É a história depois do FIM. O que acontece com uma menina quase devorada por um lobo? Por que ela estava sozinha na floresta? E por diabos a vovó foi morar no meio do nada?

Não me dá vontade de contar muita coisa sobre a história, pra mim as melhores partes foram as descobertas, aquele centésimo de segundo quem que você associa o personagem que acabou de aparecer ao velho conhecido de infância. Ver que a Branca Coração-de-Neve, é muito mais que uma princesa indefesa, que o sapo precisa ser de um pouco mais do que um beijo, e que os Sete Anões podem ser bravos Mestres guerreiros.
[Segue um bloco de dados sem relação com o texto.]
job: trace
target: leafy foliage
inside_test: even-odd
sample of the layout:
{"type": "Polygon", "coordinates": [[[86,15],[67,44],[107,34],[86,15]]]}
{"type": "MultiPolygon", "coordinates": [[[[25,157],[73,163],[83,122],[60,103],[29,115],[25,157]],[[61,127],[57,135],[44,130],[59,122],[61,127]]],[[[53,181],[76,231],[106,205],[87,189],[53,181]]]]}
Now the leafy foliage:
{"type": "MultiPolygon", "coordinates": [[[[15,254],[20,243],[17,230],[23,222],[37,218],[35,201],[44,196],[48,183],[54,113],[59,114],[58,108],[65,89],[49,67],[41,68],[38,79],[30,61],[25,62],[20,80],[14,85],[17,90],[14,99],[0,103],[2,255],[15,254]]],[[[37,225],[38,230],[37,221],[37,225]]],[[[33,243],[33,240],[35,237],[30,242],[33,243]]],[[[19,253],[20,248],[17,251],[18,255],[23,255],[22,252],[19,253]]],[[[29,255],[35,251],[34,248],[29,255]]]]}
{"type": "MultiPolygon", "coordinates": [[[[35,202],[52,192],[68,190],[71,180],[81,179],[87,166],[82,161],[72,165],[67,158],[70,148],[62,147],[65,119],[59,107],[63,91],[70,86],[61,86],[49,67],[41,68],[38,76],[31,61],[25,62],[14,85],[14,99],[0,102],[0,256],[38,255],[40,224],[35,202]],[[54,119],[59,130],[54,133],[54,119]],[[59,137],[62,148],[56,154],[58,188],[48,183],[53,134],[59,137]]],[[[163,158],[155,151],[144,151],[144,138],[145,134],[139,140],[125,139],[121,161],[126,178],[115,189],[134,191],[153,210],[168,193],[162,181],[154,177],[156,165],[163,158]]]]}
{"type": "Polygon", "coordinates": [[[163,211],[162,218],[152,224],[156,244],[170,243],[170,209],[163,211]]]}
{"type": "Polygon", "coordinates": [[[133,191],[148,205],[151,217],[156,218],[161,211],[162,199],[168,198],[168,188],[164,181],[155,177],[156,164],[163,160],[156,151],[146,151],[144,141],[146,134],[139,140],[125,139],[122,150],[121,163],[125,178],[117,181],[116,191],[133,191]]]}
É um prato cheio para os fãs de fantasia, cheio de figuras clássicas, e para minha felicidade, nenhum dragão(!).
É delicioso de ler, divertido, mas não é bobinho, não tem final feliz pra sempre, e com certeza te faz pensar em como a maldade brota nos corações das pessoas pelos mais diversos motivos, e se instala lá por que muitas vezes ninguém consegue tirar a tempo.

A forma de escrever do Draccon também me encantou, principalmente por sua simplicidade e despretenciosidade. O narrador está sempre presente, de uma forma leve e agradável, como um amigo contando um “causo” no bar, um bardo dos tempos modernos como já avisa o editor logo no prefácio.
Mais ou menos na metade do livro ele me fez lembrar do querido Terry Pratchett, ele te conduz pela história, te faz esquecer como você chegou até ali, a coisa vai fluindo e de repente, faz uma piada e te pega na curva desprevenido, te faz parar e “Opa! Tem mais alguma coisa ali! O que foi que eu perdi?”.

As referencias da cultura pop são maravilhosas também. O príncipe Axel, a estrela Cobain(que se apaga sem explicação no auge do brilho) e até um troll chamado Moonwarkson.

Draccon criou um mundo de uma forma natural e leve, sem impor regras, sem querer dar todas as explicações, sem forçar o leitor a decorar nada. Em Nova Ether tudo pode acontecer, o passado e o presente não tem muita importância, e nem precisa de uma lógica de evolução. É simplesmente mágico!